Entitled by MSNBC as one of the best American car museums, the Henry Ford Museum or the Henry Ford Museum of American Innovation and Greenfield Village is a must for a true auto enthusiast. Located in the Detroit suburb of Dearborn, Michigan the museum was designated as National Historic Landmark being housed in the building of the original Ford Motor Company. With the extensive indoor and outdoor display areas, the museum is considered to be the largest museum of cars and memorabilia artifacts in the country. The objects collected here are historic vehicles and auto related items that had been in Ford's focus since 1906.
The museum is not a single building but a huge complex with a number of exhibition areas, homes, machinery, locomotives, aircraft and memorabilia that reflect the Industrial Revolution and peculiarities of automotive production in America.
Below is a vast but not the complete list of some featured exhibits:
a 4K digital projection theater that shows both documentaries and major feature films.
the 1961 Lincoln Continental, SS-100-X that President John F. Kennedy was riding in when he was assassinated.
the rocking chair from Ford's Theatre in which President Abraham Lincoln was sitting when he was shot.
an Oscar Mayer Wienermobile
George Washington's camp bed.
a few of 17th- and 18th-century violins including a Stradivarius.
Thomas Edison's alleged last breath in a sealed tube.
Buckminster Fuller's prototype Dymaxion house.
The bus on which Rosa Parks was arrested for refusing to give up her seat, leading to the Montgomery Bus Boycott.

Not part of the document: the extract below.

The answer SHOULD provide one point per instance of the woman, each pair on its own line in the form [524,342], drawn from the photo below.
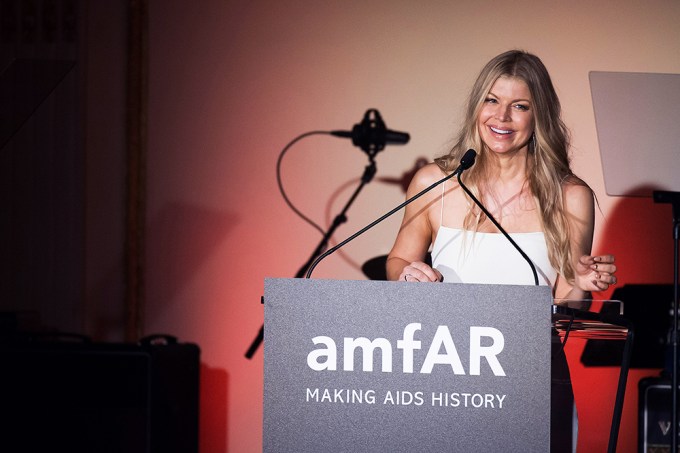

Igor Sikorsky's prototype helicopter.
Fokker Trimotor airplane that flew the first flight over the North Pole.
Bill Elliott's record-breaking race car clocking in at over 212 MPH at Talladega in 1987
Fairbottom Bobs, the Newcomen engine
A steam engine from Cobb's Engine House in England.
In 2012 the Henry Ford Museum commemorated the 100th anniversary of the tragedy of Titanic with the exhibition of artifacts and documentaries related to Titanic's voyage and demise.
Greenfield Village is a section of the Henry Ford complex and is an outdoor living history museum that aims to show the American way of life since the country had been found. It contains many buildings that were built from the 17th century up to nowadays. Many of them have costumed interpreters that demonstrate different crafts such as farming, sewing, cooking and many others. Various functioning means of transportations are displayed in the village as well. Visitors can climb on and take a ride on a Ford Model T, a 1931 Ford Model AA bus, trains pulled by steam locomotives and horse-drawn omnibuses. The area of 240 acres has lots to offer for the whole family.